扉を開けると、そこには分厚い埃の層と、蜘蛛の巣が張った広間が広がっていた。カビの匂いが鼻をつく。
「ひゃあああ! 蜘蛛ですわ! お嬢様、下がってください!」
「あら、アンナ。そんなに騒がなくても。……あら、見て。この蜘蛛の巣、銀色の糸が光に反射して、私のネックレスの輝きと共鳴しているわ」
「共鳴なんてしてません! ただのゴミです!」
「ジルコン、すぐにお掃除を始めましょう。まずは、私が一番美しく映る場所に、大きな鏡を設置するスペースを確保してちょうだい」
「……掃除の優先順位というものがあるでしょう。まずは寝室の安全確認と、水回りの……」
「いいえ。鏡が先よ。自分の顔を確認できない場所で作業なんてしたら、私のモチベーションが枯渇して、お肌が砂漠化してしまいますわ。それは国家的な損失だと思わない?」
ジルコンは反論する気力すら失い、腰の剣を置くと、無造作に腕まくりをした。
「……分かりましたよ。まずは鏡のためのスペースですね。アンナ、貴女はミント様が埃を吸わないよう、テラスへ誘導してくれ」
「了解しました、ジルコンさん! さあお嬢様、こちらへ!」
テラスに出たミントは、眼下に広がる荒れ果てた庭を眺めながら、ふと思いついたように指を鳴らした。

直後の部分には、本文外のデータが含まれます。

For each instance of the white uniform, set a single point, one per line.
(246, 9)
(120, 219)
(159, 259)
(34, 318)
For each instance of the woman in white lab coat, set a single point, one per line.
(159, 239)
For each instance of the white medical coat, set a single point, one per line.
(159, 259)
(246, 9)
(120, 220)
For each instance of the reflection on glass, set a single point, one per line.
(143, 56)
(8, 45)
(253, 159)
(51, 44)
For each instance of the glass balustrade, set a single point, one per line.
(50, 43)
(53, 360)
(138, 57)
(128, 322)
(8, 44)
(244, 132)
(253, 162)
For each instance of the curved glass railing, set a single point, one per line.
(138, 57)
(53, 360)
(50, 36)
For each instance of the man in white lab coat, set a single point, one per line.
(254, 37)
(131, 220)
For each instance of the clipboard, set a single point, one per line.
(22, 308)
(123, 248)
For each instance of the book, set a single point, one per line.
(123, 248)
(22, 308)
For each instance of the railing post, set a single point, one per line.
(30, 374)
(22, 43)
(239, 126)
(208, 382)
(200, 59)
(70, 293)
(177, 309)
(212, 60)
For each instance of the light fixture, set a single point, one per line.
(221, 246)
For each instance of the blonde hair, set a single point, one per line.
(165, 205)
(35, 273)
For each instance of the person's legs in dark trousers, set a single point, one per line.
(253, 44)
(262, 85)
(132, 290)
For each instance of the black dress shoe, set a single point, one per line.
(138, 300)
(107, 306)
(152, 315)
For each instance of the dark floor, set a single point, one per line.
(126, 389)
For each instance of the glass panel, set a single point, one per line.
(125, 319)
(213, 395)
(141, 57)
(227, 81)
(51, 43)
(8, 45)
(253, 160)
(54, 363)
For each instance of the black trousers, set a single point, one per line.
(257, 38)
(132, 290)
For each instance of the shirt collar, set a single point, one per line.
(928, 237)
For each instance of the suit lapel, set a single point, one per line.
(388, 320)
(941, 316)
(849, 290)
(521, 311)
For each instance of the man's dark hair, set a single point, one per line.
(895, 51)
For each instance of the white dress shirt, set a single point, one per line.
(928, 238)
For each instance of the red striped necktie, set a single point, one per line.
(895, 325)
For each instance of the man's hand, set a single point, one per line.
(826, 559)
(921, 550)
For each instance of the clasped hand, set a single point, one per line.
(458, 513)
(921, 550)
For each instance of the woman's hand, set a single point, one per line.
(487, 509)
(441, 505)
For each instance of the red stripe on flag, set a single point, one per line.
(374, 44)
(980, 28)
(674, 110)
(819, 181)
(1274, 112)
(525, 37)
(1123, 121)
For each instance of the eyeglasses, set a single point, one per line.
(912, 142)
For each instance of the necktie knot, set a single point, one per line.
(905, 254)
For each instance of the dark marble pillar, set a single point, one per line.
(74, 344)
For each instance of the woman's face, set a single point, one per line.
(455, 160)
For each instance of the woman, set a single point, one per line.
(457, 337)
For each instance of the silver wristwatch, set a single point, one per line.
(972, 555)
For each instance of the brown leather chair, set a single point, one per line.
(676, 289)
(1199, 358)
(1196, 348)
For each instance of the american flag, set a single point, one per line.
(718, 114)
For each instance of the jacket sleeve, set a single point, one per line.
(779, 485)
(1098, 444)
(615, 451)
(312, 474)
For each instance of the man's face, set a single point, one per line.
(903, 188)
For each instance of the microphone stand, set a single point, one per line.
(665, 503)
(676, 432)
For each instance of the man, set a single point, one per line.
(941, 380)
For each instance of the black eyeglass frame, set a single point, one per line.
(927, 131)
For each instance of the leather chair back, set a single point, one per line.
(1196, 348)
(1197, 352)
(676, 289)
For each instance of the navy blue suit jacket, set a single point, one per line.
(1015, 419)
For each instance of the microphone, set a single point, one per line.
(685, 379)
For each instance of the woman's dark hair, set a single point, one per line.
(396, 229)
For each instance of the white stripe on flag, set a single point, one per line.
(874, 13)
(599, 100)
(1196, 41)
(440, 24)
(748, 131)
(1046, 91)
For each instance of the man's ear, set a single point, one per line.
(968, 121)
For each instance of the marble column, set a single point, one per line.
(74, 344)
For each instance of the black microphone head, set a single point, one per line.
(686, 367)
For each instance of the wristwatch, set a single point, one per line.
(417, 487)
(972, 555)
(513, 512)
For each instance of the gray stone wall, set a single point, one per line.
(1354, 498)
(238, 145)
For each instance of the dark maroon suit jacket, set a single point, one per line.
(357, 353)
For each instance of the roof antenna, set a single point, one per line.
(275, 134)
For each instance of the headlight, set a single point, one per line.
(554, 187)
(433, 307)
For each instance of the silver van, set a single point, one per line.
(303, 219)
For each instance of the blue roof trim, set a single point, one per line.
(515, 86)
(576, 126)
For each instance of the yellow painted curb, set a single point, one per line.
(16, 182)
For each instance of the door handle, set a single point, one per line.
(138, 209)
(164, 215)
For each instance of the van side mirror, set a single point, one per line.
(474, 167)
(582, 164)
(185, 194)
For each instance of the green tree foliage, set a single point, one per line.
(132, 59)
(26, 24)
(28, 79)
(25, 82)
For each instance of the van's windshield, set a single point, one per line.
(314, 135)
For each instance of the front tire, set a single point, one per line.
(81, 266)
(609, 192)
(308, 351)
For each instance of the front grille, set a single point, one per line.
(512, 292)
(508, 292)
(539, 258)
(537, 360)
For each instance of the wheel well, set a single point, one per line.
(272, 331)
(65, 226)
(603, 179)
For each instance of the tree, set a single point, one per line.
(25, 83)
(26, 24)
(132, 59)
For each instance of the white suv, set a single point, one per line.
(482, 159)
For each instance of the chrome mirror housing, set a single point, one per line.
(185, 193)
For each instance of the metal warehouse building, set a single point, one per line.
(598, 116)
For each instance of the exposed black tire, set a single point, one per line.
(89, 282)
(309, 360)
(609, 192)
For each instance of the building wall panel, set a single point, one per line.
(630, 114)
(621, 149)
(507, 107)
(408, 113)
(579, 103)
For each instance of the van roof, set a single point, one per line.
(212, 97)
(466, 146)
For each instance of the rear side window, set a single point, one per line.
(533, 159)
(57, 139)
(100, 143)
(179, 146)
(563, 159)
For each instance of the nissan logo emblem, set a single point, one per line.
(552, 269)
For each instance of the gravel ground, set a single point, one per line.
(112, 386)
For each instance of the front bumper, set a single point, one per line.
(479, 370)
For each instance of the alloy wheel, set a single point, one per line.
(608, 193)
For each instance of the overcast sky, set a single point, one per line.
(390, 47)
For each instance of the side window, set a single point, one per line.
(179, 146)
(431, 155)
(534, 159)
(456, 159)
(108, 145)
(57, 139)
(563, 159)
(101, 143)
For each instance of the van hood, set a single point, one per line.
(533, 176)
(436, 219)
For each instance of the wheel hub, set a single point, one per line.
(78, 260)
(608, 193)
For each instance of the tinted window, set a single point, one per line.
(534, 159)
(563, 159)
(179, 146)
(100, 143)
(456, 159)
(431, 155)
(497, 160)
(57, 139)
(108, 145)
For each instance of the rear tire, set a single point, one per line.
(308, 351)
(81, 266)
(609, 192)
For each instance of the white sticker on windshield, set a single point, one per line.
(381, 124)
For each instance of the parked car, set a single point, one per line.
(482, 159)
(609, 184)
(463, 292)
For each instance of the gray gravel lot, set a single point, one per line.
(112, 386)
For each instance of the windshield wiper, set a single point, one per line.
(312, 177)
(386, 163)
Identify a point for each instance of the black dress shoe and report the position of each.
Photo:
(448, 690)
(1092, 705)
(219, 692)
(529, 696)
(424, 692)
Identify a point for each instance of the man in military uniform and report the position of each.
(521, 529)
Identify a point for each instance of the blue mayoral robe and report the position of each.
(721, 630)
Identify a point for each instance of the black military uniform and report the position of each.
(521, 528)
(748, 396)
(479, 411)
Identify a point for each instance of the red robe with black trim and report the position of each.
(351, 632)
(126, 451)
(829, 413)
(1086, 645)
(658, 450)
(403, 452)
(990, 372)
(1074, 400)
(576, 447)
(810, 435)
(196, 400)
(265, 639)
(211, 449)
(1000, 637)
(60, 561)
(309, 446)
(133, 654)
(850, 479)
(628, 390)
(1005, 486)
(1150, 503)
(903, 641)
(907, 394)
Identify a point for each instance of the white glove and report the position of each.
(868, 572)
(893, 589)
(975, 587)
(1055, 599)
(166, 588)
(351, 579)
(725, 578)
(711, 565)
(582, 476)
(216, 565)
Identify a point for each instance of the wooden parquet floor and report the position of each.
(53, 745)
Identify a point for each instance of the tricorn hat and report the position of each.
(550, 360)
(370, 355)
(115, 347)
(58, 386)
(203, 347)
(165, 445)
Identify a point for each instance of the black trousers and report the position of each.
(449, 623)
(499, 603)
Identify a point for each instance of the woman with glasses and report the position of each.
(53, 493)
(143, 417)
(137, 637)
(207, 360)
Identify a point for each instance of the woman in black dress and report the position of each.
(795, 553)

「そうだわ。この庭、ただの野原にするのは勿体ないわね」
「……何か植えるのですか? 食料のためのジャガイモとか」
ジルコンが中から声を出す。
「いいえ。全部バラよ。それも、私の頬の赤みと同じ色のバラを植え尽くすの。そうすれば、私が庭を散歩するたびに、世界が私の美しさを祝福しているように見えるでしょう?」
「…………。その前に、まずは生きていくための環境を整えるのが先決です」
「あら、生きるということは、美しくあるということでしょう? それ以外に、令嬢が呼吸をする理由なんてありますの?」
ミントは夕日に照らされた自分の指先を眺め、満足げに微笑んだ。
たとえ王都から追放されようとも、住む場所がボロ屋敷になろうとも。
彼女が自分を愛している限り、そこは常に、世界で最も輝かしい宮殿へと変わるのである。